KW 28/2016

Das Internet von morgen kommt per Laserstrahl

Integration des Flugterminals MLT-70 im Reinraum bei ViaLight
Integration des Flugterminals MLT-70 im Reinraum bei ViaLight
Big Data, Internet der Dinge und Industrie 4.0 sind in aller Munde. Milliarden von Menschen nutzen Internet und Smartphones, und Roboter und Maschinen werden zunehmend vernetzt. Es gibt nur ein Problem:...

Die Datenmenge, die mit heutigen Funktechnologien übertragen werden kann, stößt bald an ihre Grenzen.

Das Deutsche Zentrum für Luft- und Raumfahrt (DLR) hat daher bereits vor Jahren damit begonnen, eine vielversprechende neue Technologie zu entwickeln und zu erproben: die Datenübertragung per Laserstrahl. Diese Innovation steht nun vor dem Durchbruch – und unsere Gesellschaft vor einem technologischen Umbruch, der mit der Einführung von PCs, Internet oder Smartphones vergleichbar ist.

„Schon heute können wir mit Lasern 100mal mehr Daten als per Funk übermitteln – und das über tausende von Kilometern, etwa aus dem Weltall“, so Dr. Markus Knapek, CEO von ViaLight. „Das ist erst der Anfang.
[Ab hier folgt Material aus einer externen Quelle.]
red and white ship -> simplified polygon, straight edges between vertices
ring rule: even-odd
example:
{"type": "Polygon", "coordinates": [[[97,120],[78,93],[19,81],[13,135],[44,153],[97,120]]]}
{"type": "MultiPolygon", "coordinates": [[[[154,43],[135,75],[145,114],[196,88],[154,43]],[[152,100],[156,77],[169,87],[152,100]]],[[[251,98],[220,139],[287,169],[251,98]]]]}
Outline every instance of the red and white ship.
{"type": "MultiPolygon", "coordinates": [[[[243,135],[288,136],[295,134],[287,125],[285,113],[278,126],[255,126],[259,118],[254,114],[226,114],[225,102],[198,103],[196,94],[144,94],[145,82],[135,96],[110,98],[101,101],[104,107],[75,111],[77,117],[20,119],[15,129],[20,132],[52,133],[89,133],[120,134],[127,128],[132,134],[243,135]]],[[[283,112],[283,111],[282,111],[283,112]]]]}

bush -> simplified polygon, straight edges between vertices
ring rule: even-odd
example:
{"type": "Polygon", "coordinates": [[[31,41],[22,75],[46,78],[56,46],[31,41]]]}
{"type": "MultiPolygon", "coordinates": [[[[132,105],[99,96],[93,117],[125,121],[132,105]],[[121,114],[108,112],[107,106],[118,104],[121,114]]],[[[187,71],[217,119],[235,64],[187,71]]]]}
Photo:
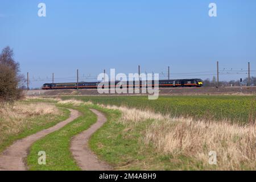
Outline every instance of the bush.
{"type": "Polygon", "coordinates": [[[0,54],[0,101],[13,101],[22,96],[19,87],[24,83],[19,64],[13,58],[13,51],[6,47],[0,54]]]}

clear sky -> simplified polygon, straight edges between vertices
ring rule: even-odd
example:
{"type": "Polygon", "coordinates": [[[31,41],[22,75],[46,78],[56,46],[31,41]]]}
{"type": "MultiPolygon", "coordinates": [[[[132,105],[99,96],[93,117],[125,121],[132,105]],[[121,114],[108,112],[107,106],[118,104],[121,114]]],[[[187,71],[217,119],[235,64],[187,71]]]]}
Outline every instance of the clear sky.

Mittelfristig können durch Laser weltweit riesige, exponentiell wachsende Datenmengen übertragen und selbst abgelegene Gebiete mit schnellem Internet versorgt werden. So wollen wir helfen, Menschen zu verbinden, Wohlstand zu schaffen und Armut zu bekämpfen.“

Neben dem weiteren Ausbau der Glasfasernetze in Ballungszentren werden zukünftig Flugzeuge, Ballons und Satelliten zu einem weltumspannenden, laserbasierten System für die Übertragung von Daten zusammenwachsen. Internet- und Raumfahrtunternehmen investieren bereits Milliarden in die revolutionäre Technologie, die Verbindungen zudem auch stör- und abhörsicher macht.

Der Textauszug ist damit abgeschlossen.